Hemingway does have a winning style though and he is intensely readable and somehow you get swept along even when the subject is uncomfortable reading. He is undoubtedly a brilliant writer and he has a passion for the sport. If anything it's a learning experience in the hands of a master.
If you like bullfights, you will like this book because Death in the Afternoon will probably expand your understanding of what you see. If you want to go to bullfights, this is a good book also because it will tell you how to do so in the most enjoyable way for you.
Most people will never attend a bullfight, because of ethical concerns, some personal dismay about their potential reaction to the violence and horror of the event, or due to lack of opportunity (bullfighting is mainly done in Spain and Mexico). Many of these people will have some interest in understanding more about bullfighting or the appeal and spectacle of the event. Death in the Afternoon provides you with a thoughtful way to satisfy any curiosity you may have.
Hemingway set out to write "an introduction to the modern Spanish bullfight and attempt[ed] to explain that spectacle both emotionally and practically." I think he more than succeeded.
Hemingway leads you gently into the subject as though you were chatting while seated at a comfortable table in an outdoor cafe on a pleasant afternoon sipping your favorite beverages. In fact, for part of the book, he invents an old lady whom he converses with for comic effect.
He tells you about his own experiences throughout beginning expecting "to be horrified and perhaps sickened." It turned out that this was not his reaction at all. He liked the bullfight, and saw 1,500 bulls killed before writing this book. He also reports that many people he took to fights often experienced different emotions than they expected. Women who disliked violence did not automatically dislike bullfights, and macho men did not necessarily like them.
The central emotion that good bullfights create is of grace in the face of death which is inspired by the danger the matador faces.
In the period about which he writes, the 1920s into 1931, bullfighting was in a decadent age brought about by a fascination with coming ever closer to the bull's horn and doing more and more elaborate cape work. In addition to the death of many bulls, this also brought about horrible injuries and death for virtually every bullfighter mentioned. That brings special meaning to Hemingway's assertion that bullfighting is not a sport in the usual sense but rather a drama about the bull's dying. But you will also come to know the tragedy of Joselito, Manuel Granero, and Maera.
Despite my objections to bullfighting, I was tremendously impressed by Hemingway's powers of observation. You will learn about so many miniscule aspects and details of bullfighting, that it will leave your head spinning. For example, a bull that erratically charges to one side or another has to be handled much differently in each pass than one who is like a mechanical bull and is very predictable. Bullfighters prefer the latter, but some of the best work is with the former if the bull is malleable. Does the bullfighter try to teach the bull, or simply survive the experience? The reaction of the bullfighter tells much about his character. The reaction of the fans tells much about their knowledge and character. You feel like you are looking at the world through many revolving kaleidescopes as images are considered in the context of other images, like an unending house of mirrors.

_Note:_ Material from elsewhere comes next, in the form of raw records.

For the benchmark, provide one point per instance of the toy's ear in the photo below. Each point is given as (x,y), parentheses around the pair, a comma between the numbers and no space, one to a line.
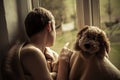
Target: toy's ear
(82,30)
(49,27)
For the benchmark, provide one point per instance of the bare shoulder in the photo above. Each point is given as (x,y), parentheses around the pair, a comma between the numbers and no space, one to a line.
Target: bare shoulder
(31,54)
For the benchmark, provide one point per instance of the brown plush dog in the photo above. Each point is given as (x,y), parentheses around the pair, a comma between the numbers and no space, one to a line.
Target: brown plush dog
(90,61)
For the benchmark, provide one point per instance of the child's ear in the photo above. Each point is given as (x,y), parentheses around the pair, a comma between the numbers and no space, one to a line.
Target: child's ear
(49,27)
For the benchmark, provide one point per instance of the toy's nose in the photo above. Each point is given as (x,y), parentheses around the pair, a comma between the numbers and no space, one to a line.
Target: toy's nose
(87,46)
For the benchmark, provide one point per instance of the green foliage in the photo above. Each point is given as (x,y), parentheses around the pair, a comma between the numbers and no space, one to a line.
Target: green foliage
(63,10)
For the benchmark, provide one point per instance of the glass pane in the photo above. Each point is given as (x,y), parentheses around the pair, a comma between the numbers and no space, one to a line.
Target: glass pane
(65,16)
(110,22)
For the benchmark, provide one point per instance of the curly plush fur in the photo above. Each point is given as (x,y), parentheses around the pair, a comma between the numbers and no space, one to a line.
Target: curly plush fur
(91,63)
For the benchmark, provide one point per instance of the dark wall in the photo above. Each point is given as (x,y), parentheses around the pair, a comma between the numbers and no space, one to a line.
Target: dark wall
(12,15)
(4,43)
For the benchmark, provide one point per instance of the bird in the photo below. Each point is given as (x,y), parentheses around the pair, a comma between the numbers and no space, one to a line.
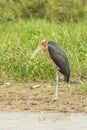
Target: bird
(57,57)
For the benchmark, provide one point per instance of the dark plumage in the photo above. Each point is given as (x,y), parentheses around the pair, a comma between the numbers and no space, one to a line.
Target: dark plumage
(60,59)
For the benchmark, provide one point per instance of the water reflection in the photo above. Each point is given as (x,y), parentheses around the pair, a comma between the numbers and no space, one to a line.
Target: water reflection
(42,121)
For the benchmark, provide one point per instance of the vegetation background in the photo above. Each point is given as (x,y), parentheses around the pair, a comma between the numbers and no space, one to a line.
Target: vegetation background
(24,23)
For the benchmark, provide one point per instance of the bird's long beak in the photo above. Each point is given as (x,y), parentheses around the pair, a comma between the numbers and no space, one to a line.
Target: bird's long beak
(35,52)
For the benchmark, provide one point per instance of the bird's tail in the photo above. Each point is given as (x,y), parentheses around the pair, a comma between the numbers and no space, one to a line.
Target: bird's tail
(66,78)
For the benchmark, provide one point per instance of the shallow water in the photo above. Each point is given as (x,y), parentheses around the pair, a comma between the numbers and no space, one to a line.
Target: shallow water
(42,121)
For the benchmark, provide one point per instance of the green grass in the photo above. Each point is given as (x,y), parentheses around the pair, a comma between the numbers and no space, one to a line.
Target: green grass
(18,41)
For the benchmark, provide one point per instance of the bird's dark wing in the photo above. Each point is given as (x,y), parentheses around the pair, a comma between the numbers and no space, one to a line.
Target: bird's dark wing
(59,57)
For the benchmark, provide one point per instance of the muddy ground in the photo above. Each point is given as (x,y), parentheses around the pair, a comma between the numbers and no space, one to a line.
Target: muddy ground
(38,95)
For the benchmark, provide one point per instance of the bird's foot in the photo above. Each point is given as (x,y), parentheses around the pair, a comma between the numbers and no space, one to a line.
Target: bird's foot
(54,99)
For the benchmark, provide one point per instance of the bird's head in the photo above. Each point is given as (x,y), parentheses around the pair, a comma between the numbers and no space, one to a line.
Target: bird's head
(42,46)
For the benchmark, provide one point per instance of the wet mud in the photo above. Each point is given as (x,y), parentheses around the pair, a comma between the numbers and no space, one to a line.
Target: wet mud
(37,96)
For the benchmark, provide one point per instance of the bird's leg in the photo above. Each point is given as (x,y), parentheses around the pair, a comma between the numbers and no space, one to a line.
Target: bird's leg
(56,88)
(56,91)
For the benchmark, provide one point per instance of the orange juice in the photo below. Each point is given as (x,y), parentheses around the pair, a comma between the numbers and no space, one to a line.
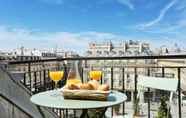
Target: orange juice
(73,81)
(95,75)
(73,78)
(56,75)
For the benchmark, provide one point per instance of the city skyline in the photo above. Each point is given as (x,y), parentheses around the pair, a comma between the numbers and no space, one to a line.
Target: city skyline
(72,24)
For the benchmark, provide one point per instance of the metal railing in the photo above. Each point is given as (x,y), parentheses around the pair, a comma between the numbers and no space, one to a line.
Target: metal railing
(37,81)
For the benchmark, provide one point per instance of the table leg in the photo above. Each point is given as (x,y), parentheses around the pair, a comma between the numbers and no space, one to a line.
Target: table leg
(102,115)
(84,113)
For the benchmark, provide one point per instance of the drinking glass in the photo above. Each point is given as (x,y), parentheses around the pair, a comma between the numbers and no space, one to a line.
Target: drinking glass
(95,75)
(56,76)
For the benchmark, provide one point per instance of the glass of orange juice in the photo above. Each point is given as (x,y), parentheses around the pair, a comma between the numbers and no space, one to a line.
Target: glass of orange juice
(95,75)
(56,76)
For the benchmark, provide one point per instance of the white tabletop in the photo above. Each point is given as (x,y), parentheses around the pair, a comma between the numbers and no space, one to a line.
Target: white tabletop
(46,99)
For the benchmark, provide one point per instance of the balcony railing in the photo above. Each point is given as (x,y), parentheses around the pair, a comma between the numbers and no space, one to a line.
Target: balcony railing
(36,77)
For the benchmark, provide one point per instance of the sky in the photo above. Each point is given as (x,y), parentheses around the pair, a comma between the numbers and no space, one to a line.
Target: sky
(72,24)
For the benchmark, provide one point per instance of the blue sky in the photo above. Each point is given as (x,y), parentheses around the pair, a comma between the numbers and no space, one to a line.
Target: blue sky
(72,24)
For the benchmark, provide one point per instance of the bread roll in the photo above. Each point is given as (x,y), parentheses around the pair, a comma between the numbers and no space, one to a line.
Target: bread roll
(73,87)
(103,87)
(94,84)
(86,86)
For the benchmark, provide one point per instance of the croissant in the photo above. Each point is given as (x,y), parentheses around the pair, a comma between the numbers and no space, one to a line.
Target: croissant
(86,86)
(94,83)
(103,87)
(73,87)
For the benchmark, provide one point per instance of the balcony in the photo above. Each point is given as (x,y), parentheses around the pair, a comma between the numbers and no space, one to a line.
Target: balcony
(121,73)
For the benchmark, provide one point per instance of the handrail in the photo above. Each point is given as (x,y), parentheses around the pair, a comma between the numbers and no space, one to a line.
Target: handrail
(102,58)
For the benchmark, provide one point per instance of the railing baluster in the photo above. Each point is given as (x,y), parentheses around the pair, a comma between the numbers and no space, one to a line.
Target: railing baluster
(112,86)
(35,82)
(82,79)
(29,74)
(148,74)
(44,79)
(179,93)
(24,79)
(135,84)
(123,87)
(40,80)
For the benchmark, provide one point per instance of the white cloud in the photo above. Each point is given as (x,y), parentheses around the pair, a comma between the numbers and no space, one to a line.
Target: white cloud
(160,17)
(127,3)
(57,2)
(12,38)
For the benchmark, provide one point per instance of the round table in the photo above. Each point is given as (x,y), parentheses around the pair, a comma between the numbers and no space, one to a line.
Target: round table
(47,99)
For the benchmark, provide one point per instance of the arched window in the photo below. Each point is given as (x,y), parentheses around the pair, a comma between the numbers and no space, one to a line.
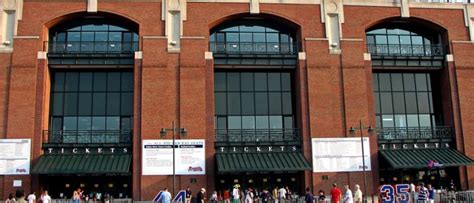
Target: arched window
(93,35)
(253,37)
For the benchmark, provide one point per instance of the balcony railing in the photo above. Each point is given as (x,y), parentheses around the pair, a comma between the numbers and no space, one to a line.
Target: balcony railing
(257,135)
(88,47)
(406,50)
(267,48)
(87,137)
(415,133)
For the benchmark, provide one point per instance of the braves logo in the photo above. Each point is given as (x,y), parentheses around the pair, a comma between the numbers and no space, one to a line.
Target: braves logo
(194,168)
(21,170)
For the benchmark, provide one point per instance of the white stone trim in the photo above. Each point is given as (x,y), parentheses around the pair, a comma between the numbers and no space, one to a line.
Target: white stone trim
(301,55)
(208,55)
(449,58)
(138,55)
(42,55)
(367,57)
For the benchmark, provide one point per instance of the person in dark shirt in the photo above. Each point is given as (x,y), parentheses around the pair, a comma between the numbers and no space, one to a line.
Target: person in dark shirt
(309,196)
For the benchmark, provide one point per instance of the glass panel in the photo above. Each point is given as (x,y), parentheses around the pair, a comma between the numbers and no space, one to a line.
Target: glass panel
(233,103)
(410,99)
(409,82)
(260,82)
(420,79)
(261,122)
(398,102)
(113,103)
(233,82)
(412,120)
(58,81)
(221,103)
(72,81)
(127,81)
(113,81)
(248,122)
(397,82)
(99,82)
(386,102)
(384,82)
(85,83)
(235,122)
(423,103)
(274,82)
(70,104)
(85,104)
(98,104)
(248,103)
(126,104)
(261,103)
(275,103)
(276,122)
(247,81)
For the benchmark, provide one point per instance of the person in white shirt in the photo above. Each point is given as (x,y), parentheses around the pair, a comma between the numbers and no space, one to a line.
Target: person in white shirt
(282,193)
(31,198)
(347,195)
(45,198)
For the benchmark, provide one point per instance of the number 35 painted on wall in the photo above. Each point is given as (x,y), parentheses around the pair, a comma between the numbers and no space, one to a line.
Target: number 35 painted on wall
(399,194)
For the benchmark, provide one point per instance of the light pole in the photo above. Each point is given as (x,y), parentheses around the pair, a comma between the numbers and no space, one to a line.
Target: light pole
(369,130)
(175,130)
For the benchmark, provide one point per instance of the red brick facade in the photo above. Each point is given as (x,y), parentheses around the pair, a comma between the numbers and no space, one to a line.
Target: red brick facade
(333,91)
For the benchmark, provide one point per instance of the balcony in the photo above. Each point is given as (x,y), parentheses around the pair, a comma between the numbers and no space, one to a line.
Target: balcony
(437,133)
(256,136)
(87,137)
(254,53)
(407,55)
(91,52)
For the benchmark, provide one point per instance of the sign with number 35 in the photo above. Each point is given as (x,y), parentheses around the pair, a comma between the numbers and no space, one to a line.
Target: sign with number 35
(395,194)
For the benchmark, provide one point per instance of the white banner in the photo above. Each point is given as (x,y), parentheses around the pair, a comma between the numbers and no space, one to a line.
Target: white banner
(157,157)
(340,154)
(15,156)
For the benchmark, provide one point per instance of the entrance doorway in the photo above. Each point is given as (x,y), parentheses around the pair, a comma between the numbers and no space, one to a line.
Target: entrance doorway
(62,187)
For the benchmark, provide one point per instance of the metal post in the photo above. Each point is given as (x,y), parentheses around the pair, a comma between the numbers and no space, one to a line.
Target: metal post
(364,197)
(174,173)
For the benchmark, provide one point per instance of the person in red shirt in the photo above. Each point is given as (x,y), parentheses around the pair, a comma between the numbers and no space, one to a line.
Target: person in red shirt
(335,194)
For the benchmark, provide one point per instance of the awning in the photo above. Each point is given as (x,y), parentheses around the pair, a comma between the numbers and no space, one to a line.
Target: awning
(261,162)
(83,164)
(419,158)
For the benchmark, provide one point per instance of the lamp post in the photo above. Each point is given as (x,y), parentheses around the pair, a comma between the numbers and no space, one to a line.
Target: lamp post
(369,130)
(175,130)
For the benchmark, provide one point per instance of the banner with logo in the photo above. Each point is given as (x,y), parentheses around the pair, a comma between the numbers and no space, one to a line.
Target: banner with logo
(340,154)
(157,157)
(15,156)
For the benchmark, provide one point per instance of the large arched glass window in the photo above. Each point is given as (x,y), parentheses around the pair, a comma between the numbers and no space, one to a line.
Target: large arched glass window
(253,37)
(92,35)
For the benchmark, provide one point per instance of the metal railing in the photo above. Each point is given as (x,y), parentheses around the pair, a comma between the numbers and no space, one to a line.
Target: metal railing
(406,50)
(87,136)
(257,135)
(413,133)
(272,48)
(80,47)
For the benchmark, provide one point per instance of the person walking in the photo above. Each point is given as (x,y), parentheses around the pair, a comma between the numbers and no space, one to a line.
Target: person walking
(45,198)
(308,198)
(322,196)
(188,195)
(32,197)
(348,195)
(11,198)
(335,194)
(357,194)
(166,196)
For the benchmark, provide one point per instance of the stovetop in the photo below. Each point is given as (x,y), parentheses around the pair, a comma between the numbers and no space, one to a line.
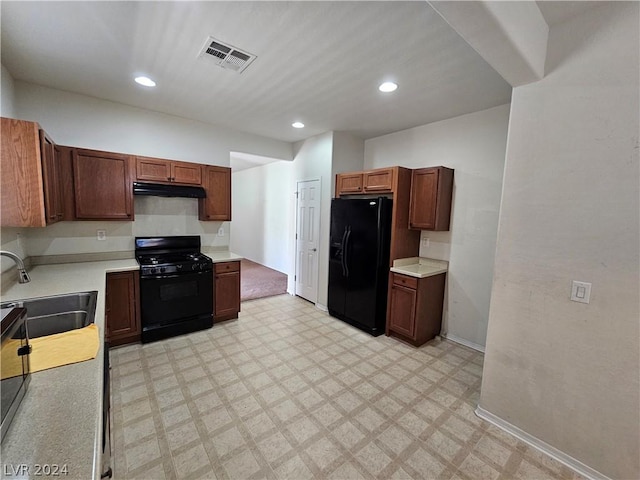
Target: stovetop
(171,258)
(170,255)
(173,263)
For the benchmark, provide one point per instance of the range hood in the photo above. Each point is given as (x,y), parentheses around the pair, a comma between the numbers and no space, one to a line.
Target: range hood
(161,190)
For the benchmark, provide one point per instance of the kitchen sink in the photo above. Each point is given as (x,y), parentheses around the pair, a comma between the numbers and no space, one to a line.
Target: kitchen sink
(57,314)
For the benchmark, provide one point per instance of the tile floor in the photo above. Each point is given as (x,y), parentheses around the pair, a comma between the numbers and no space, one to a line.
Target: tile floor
(288,392)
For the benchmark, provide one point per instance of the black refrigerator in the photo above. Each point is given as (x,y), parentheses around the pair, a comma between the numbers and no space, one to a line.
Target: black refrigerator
(359,262)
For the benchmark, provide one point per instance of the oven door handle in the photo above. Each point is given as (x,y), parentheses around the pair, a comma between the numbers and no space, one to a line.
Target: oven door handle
(177,275)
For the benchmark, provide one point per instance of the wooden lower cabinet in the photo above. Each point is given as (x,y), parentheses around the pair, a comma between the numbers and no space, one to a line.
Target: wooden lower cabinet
(103,185)
(431,194)
(226,291)
(122,309)
(380,180)
(415,307)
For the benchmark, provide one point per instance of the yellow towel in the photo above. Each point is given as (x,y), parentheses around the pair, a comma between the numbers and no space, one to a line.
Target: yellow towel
(53,350)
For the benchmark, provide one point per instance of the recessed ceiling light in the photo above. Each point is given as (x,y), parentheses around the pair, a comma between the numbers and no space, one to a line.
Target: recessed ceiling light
(387,87)
(145,81)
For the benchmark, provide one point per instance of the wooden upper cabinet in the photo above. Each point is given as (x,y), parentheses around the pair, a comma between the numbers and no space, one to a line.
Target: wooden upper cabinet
(51,171)
(30,184)
(347,183)
(103,185)
(380,180)
(217,184)
(431,192)
(168,171)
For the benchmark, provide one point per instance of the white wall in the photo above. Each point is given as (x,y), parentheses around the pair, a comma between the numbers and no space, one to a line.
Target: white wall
(88,122)
(568,373)
(7,94)
(474,146)
(262,199)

The book says a lot about character -- the character of those involved in bullfighting and the fans. Although Hemingway admires the honor of those who face death bravely and act properly in the bull ring, he also points out that too much honor is dangerous. In essence, he makes an argument against the values of bullfighting even though he is an aficionado.
He is honest with us, by also sharing his own failed experiences with trying to learn to fight the bulls.
The book is greatly aided by many detailed and impressive photographs that illustrate the points in the book that would otherwise be lost on the reader who has not attended a bullfight. There is also a 61 page glossary of terms to help you handle all of the new concepts he throws at you.
There are some incidental benefits for those who decide not to attend bullfights. Hemingway provides many detailed descriptions of the geography, weather, and characteristics of the people in different parts of Spain. I got several ideas for places I would like to visit on future trips as a result. At the end, he laments that he could not work in the rest of Spain into the book beginning with the Prado. I shared that lament, because a similar book on Spain by Hemingway would have been even more interesting and valuable to me. I can only imagine what his other wonderful descriptions would have been like.
I suggest you take this book and outline it to see the process by which Hemingway takes you from being a neophyte to a quite well-grounded person about bullfighting. How could you do the same for a subject that you need to introduce many people to? If you learn from his story-telling skills, you will be well-rewarded for your experience.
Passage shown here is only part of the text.